Lucas Wars by Laurent Hopman and Renaud Roche. Translated by Jeremy Melloul. 23rd St., 2025. 9781250367402. 186pp. Includes a detailed bibliography plus a portfolio, commentary, and a few pages of notes on Roche’s creative process from roughs to finished pages.
I’ve been making my way through Rinzler’s The Making of the Empire Strikes Back for a while; I love its details, but it’s not the kind of book I read in a rush. I read Lucas Wars in one sitting.
It’s the story of George Lucas, and mostly it’s about him struggling to make the first Star Wars film. From early scripts to production problems to everyone who did not get the movie, it’s amazing that it ever got made, let alone that it succeeded.
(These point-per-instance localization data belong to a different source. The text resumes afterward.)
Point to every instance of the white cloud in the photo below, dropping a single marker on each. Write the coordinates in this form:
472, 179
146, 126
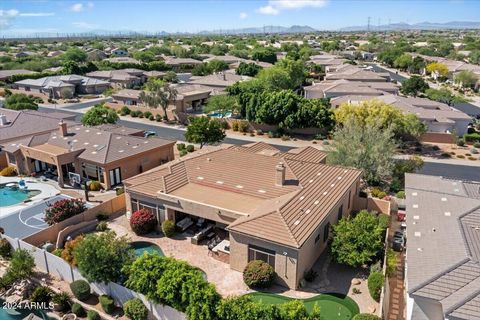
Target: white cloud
84, 25
274, 7
36, 14
77, 7
7, 17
My favorite bits include the pages that dramatize early script concepts; I had read about most of it in Star Wars art books and the like, but Roche’s drawings are so full of drama and joy that they have something extra.
It’s great to read about Lucas’s focus and his belief in the movie, and to understand how much he sacrificed to bring it to the screen. There are pages that show the making of key props, sounds, and costumes, plus the founding of Industrial Light and Magic to handle Star Wars’s special effects. I loved the way Lucas confused some of his collaborators, especially in how he wanted the movie shot. Even the story of the contracts, including those of the movie’s stars and the one between Lucas and the studio, was fascinating. My favorite thing: I had heard the rumor about a detail in Mark Hamill’s contract regarding Star Wars merchandise, and I’m so happy to know it’s true.